J’ai cependant certains éléments qui m’interrogent, et le principal est la question de l’ambiance dans les salles de classes et dans la vie en CPGE notamment dans ces prépas parisiennes prestigieuses, qui souffrent parfois d’une réputation trop « élitiste » et tournée vers la réussite, quitte à laisser s’instaurer un climat de tension et de compétitivité malsaine entre les élèves.
Je me demandais alors si cette réputation était justifiée ou non, étant donné que le gout pour le travail acharné et l’excellence de ces établissements m’intéresse grandement.

Etant donné mon envie d’aller chercher un bon niveau, notamment en mathématiques et en physique, je me sens prêt à aller chercher une CPGE assez loin de chez moi, et je voulais également savoir si certains d’entre vous avaient vécu cette expérience, car j’ai du mal à me rendre compte si cela pourra être déstabilisant ou non, étant donné les changements soudains d’atmosphère et de rythme de travail.

Merci d’avance pour vos réponses, je trouve ce forum très intéressant pour mieux comprendre le fonctionnement des CPGE.
Bonne journée

Bonjour,


Même si ça ne répond pas directement à la question, j’espère que vous êtes au courant qu’il y a significativement plus que ces trois établissements, ou même que les établissements parisiens, qui permettent de « rechercher une ENS », voire « une école d’ingénieur de haut niveau ».

Genre quoi ? Si vous ne franchissez pas le périphérique, vous serez condamné à aller dans une école bas de gamme où on vous enseignera à mettre la saucisse dans le bon sens pour un hot-dog ? :unamused:

J’espère que c’est un vrai candidat et pas un vrai troll de niveau stratosphérique.

Auquel cas il peut nous élargir sa liste avec les grosses prépas de sa région (en précisant laquelle) et celles de proximité.

grenadine, post:1, topic:137588 a écrit:

Je me demandais alors si cette réputation était justifiée ou non, étant donné que le gout pour le travail acharné et l’excellence de ces établissements m’intéresse grandement.

Essaye de trouver des élèves concerné·es.
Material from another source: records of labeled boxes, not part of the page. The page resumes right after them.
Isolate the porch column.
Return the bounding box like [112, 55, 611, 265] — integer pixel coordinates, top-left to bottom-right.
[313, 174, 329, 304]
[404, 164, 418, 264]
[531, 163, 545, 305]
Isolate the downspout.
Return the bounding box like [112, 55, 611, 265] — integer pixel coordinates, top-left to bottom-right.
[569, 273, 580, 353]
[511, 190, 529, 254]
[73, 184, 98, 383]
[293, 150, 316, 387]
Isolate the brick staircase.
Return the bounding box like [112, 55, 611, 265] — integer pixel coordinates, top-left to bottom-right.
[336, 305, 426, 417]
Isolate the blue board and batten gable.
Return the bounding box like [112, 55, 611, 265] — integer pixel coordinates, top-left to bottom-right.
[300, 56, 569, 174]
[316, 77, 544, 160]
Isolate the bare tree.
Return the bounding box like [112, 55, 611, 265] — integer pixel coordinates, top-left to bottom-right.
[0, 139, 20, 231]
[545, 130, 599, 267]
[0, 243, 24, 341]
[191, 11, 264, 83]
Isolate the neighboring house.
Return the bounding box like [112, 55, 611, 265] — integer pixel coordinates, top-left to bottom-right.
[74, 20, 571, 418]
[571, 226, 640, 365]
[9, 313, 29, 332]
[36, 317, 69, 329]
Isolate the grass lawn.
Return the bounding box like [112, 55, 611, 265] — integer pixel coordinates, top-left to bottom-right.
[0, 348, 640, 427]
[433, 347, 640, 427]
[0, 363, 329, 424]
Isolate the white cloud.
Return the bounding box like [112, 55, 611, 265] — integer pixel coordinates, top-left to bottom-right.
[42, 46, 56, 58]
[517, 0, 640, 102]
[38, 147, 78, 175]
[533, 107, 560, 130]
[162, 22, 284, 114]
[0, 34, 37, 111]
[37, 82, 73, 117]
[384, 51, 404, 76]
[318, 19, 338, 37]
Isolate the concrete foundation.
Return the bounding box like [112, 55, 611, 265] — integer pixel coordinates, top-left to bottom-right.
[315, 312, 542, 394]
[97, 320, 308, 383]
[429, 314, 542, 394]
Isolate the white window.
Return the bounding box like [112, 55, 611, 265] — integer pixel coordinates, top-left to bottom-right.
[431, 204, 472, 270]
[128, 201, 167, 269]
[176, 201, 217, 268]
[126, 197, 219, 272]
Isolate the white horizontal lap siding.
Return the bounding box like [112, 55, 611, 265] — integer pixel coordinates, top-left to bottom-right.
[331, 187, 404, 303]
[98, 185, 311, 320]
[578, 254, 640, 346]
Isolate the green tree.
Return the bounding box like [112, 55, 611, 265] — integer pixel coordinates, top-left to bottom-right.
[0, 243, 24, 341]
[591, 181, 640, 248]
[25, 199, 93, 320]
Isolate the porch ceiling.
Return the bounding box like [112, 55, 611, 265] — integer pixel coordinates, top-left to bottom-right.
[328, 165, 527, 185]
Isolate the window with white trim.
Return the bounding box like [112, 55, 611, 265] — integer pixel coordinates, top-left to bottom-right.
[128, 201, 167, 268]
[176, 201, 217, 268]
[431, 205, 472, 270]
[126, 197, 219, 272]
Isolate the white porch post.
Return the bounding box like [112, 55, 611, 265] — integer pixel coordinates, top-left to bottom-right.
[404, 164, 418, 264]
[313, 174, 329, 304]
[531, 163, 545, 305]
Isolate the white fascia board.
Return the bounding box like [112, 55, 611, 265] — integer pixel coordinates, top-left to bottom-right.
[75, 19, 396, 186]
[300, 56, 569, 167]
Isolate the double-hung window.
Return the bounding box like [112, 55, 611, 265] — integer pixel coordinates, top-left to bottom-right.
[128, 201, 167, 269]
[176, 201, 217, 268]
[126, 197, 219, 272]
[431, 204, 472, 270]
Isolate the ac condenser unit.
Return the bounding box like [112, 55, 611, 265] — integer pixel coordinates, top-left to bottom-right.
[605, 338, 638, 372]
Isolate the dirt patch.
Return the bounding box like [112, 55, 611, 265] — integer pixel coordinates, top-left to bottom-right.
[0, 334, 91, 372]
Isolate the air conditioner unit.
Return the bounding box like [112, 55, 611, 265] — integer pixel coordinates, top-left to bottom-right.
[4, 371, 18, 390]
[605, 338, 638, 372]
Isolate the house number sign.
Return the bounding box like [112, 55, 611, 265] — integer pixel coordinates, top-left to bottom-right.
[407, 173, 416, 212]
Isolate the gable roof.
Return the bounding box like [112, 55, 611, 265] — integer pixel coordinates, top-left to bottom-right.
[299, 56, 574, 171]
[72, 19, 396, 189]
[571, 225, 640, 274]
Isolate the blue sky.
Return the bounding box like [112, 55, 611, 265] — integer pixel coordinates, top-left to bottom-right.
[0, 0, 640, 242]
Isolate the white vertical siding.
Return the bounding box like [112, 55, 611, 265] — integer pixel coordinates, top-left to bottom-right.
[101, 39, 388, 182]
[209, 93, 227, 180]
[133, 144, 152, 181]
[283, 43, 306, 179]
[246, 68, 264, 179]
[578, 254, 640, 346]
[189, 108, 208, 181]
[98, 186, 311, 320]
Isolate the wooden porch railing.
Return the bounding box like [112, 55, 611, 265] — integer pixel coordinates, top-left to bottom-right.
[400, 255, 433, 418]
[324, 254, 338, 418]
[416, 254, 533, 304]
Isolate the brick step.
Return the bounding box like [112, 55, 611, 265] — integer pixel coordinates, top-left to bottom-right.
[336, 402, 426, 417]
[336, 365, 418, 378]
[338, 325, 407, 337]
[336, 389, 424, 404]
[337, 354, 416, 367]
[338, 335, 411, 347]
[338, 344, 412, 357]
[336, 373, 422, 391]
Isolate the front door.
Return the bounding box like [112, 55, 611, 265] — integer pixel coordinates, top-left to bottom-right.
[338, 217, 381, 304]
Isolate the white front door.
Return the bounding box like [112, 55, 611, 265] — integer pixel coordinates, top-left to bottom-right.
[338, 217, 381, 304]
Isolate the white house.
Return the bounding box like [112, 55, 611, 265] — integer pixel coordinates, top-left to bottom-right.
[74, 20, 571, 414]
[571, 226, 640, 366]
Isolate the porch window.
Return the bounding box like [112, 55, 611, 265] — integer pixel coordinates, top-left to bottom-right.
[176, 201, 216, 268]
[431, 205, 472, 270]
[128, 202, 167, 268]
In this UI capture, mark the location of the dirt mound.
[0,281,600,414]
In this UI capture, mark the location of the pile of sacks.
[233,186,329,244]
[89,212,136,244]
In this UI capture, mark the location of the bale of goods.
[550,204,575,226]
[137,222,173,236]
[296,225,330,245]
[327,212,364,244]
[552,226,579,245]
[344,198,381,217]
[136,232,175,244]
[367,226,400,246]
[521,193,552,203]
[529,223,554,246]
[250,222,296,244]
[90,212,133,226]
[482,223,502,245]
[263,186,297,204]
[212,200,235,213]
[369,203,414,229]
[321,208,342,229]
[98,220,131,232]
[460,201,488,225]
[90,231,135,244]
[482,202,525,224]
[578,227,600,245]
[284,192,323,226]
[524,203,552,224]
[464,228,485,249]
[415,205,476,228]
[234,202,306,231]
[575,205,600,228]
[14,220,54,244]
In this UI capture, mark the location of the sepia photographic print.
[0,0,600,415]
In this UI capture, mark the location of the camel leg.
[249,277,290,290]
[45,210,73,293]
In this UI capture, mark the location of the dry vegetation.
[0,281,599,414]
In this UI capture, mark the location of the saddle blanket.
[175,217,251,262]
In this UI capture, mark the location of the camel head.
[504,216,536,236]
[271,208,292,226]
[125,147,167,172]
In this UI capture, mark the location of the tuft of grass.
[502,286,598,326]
Peut-être des anciens élèves de ton lycée, ou un groupe d’élèves en ligne (je sais qu’il y a un discord des mp2i avec entre autre des LLG/SL dedans).

Deuxièmement, demander du travail… c’est dans le contrat de la prépa. On ne se tourne pas les pouces au delà du périf.
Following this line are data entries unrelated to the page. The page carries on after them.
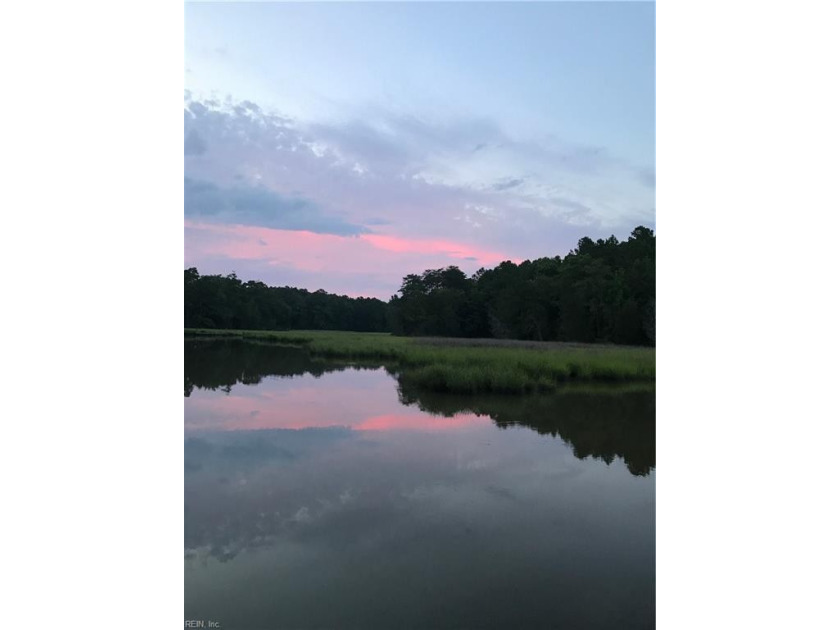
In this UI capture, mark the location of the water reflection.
[184,341,655,630]
[184,340,656,475]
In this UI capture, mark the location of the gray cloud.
[493,177,525,190]
[185,98,655,258]
[184,177,368,236]
[184,129,207,155]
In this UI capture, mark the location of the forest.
[184,226,656,346]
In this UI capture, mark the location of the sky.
[184,2,656,299]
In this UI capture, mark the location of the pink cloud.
[184,221,518,299]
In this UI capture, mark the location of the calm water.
[184,341,655,630]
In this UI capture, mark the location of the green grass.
[185,329,656,394]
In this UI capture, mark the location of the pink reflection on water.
[184,379,489,431]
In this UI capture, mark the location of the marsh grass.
[185,329,656,394]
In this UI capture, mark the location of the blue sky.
[184,2,656,297]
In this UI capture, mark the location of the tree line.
[184,226,656,345]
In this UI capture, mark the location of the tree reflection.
[184,339,372,398]
[398,379,656,476]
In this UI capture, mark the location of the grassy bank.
[185,329,656,394]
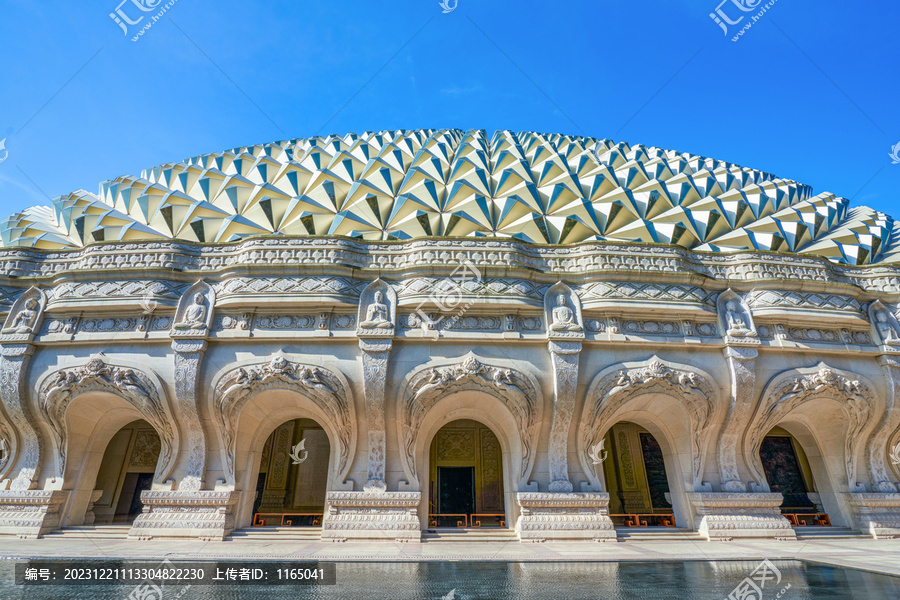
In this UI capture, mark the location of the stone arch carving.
[38,353,178,479]
[745,362,875,491]
[213,351,356,480]
[399,353,538,478]
[578,356,719,490]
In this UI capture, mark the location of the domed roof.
[0,129,900,264]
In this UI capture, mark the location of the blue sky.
[0,0,900,218]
Je comprends sa question car je ne sais dans son lycée mais dans celui de mon fils, les professeurs se divisent en deux camps : ceux qui disent aux Terminales que la prépa va les broyer et qu’ils finiront dépressifs et ceux qui disent que l’université, c’est juste une fête étudiante sans fin.
Bref, pas évident pour des jeunes de 17 ans de se faire une idée juste vu ce manque d’intelligence dans « les conseils ».

Au jeune posteur, je dirais si tu as une prépa à côté de chez toi, qui te permet de rester dans un cadre familial, ce serait mieux, sauf évidemment si le climat familial est épouvantable.
Le programme est national et les profs de prépa ont tous une excellente formation quelque soit la prépa. Tu arriveras à tes fins quelque soit la prépa si tu travailles à fond.

Si tu as besoin d’être en compétition avec les meilleurs pour donner le meilleur de toi-même alors tente l’aventure des prépas parisiennes. Il faut être fort mentalement et surtout bien travailler la logistique. Si tu dois faire beaucoup de trajet pour aller au lycée, faire la cuisine, les courses, le ménage, etc. C’est vraiment beaucoup de fatigue en plus et pas la famille à côté pour te remonter le moral.

grenadine, post:1, topic:137588 a écrit:

J’aimerais essayer de demander sur parcoursup les prépas publiques parisiennes en MPSI telles que LLG, Henri IV ou Hoche pour essayer d’atteindre un niveau le plus haut possible, et potentiellement aller ensuite rechercher une ENS, ou une école d’ingénieur de bon niveau.

Si tous les chemins ne mènent pas à une ENS, beaucoup permettent d’y accéder néanmoins => en 2024, les élèves de MP ayant intégré une ENS provenaient d’une trentaine de prépas publiques différentes, dont certaines très éloignées de l’image « élitiste » véhiculée par les « grandes » prépas parisiennes.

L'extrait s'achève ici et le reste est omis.